Gen-Xer, software engineer, and lifelong avid reader. Soft spots for sci-fi, fantasy, and history, but I'll read anything good.
What if you could go back in time and relive the prime years of your life, with all your memories and knowledge about the world to come intact? For Jeff Winston, a reporter stuck in a lifeless marriage, this classic fantasy comes true when he dies of a heart attack at age 43 in 1988 and awakens in 1963, a college freshman again. Once he gets his bearings, he does what many might do in the same situation: he gets filthy rich making sure bets and lives an entirely different life. Then, at age 43, he dies again, and the cycle restarts. Over the next several quarter-century sequences, Jeff tries different paths, such as marrying his college sweetheart, the sex and drug craze of the late 60’s, and living alone on a farm. Yet, each time through, it gets harder for him to know what choices are meaningful in a world that will just reset itself.
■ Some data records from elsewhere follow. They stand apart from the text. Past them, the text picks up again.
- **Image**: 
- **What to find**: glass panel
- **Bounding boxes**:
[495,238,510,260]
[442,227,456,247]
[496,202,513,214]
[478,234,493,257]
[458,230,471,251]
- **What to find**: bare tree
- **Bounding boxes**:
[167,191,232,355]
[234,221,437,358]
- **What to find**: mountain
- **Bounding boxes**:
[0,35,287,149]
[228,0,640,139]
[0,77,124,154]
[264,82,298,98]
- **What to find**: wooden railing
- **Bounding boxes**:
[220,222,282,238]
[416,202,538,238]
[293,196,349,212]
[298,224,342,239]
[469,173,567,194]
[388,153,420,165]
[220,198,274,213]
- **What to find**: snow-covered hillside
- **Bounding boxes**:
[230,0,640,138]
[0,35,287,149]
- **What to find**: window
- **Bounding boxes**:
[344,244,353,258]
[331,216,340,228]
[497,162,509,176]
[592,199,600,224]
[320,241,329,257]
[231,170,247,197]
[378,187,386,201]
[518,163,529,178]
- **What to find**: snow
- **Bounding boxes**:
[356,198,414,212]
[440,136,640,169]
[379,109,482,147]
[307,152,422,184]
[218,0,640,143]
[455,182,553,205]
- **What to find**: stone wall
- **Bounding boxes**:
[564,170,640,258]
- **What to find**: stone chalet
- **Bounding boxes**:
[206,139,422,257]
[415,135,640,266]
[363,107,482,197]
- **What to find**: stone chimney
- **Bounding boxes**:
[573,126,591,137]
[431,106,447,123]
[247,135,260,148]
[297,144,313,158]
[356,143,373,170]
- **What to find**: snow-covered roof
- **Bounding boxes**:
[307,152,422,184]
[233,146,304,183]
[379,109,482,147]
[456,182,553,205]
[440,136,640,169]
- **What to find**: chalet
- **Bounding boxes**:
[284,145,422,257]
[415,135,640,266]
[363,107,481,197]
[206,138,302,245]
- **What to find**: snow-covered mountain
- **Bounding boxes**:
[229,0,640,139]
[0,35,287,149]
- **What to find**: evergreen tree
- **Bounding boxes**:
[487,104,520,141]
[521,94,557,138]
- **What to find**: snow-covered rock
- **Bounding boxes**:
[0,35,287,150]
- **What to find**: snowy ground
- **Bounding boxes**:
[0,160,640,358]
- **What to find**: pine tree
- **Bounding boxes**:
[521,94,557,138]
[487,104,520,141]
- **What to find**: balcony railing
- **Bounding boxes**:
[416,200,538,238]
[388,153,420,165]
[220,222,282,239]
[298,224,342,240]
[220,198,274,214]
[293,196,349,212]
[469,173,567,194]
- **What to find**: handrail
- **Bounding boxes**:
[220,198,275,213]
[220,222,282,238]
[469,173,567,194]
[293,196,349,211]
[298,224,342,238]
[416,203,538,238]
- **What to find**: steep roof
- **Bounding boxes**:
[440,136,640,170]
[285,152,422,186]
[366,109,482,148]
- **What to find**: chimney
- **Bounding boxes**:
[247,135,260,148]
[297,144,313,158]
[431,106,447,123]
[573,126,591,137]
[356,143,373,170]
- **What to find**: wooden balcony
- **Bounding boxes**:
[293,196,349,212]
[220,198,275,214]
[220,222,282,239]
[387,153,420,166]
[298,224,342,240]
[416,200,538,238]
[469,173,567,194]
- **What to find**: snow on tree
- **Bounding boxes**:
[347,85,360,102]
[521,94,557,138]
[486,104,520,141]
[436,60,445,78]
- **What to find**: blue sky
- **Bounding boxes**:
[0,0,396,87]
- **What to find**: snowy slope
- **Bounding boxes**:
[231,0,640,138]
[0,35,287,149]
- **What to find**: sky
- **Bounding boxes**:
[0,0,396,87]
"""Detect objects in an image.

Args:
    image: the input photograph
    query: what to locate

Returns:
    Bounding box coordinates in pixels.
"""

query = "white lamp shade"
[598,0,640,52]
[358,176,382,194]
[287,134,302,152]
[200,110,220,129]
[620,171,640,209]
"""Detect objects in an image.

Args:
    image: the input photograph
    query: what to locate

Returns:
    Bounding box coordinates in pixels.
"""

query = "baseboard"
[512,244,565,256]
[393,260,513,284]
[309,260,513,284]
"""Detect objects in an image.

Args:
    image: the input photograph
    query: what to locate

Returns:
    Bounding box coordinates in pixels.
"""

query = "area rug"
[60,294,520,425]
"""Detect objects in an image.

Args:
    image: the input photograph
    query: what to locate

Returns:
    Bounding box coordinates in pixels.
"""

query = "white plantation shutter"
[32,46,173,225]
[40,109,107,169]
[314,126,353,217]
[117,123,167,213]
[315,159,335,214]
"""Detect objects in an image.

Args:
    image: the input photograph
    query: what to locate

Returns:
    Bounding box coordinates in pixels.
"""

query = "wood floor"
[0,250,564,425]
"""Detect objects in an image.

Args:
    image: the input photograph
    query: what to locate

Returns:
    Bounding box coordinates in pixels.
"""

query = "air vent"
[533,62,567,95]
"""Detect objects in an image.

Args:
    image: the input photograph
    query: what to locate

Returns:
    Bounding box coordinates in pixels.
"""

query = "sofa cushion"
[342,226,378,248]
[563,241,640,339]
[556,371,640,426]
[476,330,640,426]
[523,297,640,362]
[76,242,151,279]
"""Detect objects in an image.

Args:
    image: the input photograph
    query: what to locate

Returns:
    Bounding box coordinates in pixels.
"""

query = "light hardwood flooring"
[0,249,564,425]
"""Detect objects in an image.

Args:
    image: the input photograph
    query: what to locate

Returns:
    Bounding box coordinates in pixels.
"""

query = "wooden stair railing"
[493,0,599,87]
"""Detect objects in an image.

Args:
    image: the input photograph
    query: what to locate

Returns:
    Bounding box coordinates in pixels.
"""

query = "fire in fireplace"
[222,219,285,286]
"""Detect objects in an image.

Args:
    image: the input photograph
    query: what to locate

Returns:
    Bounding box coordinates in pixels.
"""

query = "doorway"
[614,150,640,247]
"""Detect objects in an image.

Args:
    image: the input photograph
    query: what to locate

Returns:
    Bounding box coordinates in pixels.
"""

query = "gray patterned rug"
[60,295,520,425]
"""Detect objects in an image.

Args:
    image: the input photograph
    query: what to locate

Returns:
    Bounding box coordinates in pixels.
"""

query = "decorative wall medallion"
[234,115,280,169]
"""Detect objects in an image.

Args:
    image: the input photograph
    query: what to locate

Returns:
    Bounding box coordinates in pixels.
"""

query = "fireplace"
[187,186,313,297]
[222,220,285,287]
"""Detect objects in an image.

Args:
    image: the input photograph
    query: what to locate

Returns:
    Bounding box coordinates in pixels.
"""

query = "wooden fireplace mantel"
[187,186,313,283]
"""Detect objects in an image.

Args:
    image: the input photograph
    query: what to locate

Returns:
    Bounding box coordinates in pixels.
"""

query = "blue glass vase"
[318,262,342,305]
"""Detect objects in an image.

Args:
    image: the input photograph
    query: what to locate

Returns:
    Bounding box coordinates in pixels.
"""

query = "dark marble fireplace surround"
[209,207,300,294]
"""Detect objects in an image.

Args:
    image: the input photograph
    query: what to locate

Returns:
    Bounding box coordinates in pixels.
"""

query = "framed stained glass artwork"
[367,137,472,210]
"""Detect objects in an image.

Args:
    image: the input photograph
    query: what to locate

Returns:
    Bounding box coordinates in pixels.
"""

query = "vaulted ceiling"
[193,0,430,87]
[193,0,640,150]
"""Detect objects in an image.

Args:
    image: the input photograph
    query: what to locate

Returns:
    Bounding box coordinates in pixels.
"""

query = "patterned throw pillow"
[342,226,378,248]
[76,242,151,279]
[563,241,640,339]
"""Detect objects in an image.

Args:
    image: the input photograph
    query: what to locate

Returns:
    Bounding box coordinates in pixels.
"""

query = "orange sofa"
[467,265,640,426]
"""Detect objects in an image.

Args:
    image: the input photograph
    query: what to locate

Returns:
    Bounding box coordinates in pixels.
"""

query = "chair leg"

It probably wouldn't have occurred to me to read this novel if it hadn't been on sale at audible, given how dated it sounded. But, I'm glad I did. I found Replay to be an intelligent but accessible read, and the datedness wasn't an issue. If you're an American over age 25, the cultural and historical references are long-lived enough that you'll get most of them. Grimwood uses his premise cleverly. In some lives, Jeff tries to get to the bottom of his predicament, only to have things go awry because of some issue he hadn't considered. Other times, he simply tries to live, exploring different versions of relationships with people he had known before. I won't spoil the major twist that happens around the midway point of the novel, but it adds another dimension to his experiences, creating new hope, but also new pain.
As the novel progresses, Grimwood turns up the dramatic tension by having each new reincarnation go back less far into the past than the previous one did. What will happen when Jeff’s "rebirth" date catches up with his death date? What can he accomplish with the briefer and briefer time windows he has? I wouldn't call the writing complex, but the questions behind the story are poignant ones. What gives this kind of life meaning? Or any life? Can we ever achieve our full potential in any one branch? Is there some true core to each of us amid all the possibilities of what might have been? Could we love the same people again, if we met them as strangers? Or as lovers who had disappointed us? Or both?
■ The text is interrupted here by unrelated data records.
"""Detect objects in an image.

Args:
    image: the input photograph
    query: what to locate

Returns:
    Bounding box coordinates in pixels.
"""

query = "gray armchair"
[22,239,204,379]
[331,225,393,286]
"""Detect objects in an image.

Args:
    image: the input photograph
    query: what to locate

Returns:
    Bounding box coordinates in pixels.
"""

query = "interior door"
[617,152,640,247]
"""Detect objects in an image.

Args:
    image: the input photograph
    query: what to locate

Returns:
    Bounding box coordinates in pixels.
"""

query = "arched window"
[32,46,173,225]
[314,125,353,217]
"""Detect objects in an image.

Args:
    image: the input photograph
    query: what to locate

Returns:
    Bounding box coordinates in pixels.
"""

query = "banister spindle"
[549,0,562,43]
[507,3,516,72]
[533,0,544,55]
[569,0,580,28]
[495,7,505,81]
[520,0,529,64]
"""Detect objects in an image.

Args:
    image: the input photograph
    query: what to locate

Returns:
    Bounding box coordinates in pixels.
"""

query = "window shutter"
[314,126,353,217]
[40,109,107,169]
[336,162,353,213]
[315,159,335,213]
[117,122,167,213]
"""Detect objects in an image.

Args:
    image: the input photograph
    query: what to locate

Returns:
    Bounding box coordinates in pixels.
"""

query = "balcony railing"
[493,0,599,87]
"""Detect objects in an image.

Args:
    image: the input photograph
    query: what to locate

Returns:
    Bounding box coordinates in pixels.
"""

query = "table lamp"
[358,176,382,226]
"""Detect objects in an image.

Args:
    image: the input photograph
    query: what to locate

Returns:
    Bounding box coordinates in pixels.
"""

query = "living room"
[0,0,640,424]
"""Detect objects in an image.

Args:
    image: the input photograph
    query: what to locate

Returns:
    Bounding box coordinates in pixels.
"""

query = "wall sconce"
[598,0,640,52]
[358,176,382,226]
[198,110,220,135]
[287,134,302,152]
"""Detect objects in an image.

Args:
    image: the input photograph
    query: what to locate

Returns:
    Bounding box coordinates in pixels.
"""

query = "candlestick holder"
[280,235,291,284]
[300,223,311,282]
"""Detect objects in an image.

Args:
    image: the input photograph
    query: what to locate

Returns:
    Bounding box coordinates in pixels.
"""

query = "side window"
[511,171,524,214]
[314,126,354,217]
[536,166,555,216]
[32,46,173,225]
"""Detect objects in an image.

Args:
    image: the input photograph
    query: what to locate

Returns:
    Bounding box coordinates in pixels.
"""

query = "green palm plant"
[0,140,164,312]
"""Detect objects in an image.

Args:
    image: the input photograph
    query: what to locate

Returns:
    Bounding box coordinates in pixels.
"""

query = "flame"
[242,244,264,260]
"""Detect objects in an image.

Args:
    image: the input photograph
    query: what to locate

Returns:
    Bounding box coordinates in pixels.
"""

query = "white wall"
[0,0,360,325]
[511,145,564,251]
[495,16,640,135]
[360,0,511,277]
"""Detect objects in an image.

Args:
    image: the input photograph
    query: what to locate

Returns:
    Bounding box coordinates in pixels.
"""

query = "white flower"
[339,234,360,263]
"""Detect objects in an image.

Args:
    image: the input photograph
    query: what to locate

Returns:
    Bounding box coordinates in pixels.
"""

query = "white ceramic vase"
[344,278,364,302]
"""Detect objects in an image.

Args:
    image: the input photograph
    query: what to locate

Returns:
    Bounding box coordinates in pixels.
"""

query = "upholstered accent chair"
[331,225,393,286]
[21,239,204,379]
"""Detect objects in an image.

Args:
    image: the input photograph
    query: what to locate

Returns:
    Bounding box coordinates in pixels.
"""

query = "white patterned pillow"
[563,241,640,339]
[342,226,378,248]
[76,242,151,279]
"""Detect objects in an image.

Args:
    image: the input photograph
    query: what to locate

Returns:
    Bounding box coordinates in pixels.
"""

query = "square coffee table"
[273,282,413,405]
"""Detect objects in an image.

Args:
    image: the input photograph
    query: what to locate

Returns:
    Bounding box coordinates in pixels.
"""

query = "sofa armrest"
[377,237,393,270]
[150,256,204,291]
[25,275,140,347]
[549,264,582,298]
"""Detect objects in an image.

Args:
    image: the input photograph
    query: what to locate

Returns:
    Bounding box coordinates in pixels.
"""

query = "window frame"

I won't give away the bittersweet conclusion, in which Jeff's cycle finally reaches its end, but it’s a thoughtful meditation on the necessary balance between control and acceptance. Ironically, there's an epilogue in which another character makes the jump from the mid-2010s to 1988. How abstractly in the future our time must have seemed to Mr. Grimwood when he wrote the novel!
In sum, this is a book I could easily recommend to most adult readers. It’s not difficult, and the basic human themes still hold up well. Audio narrator William Dufris doesn’t have a wide range, but I found his voice pleasant.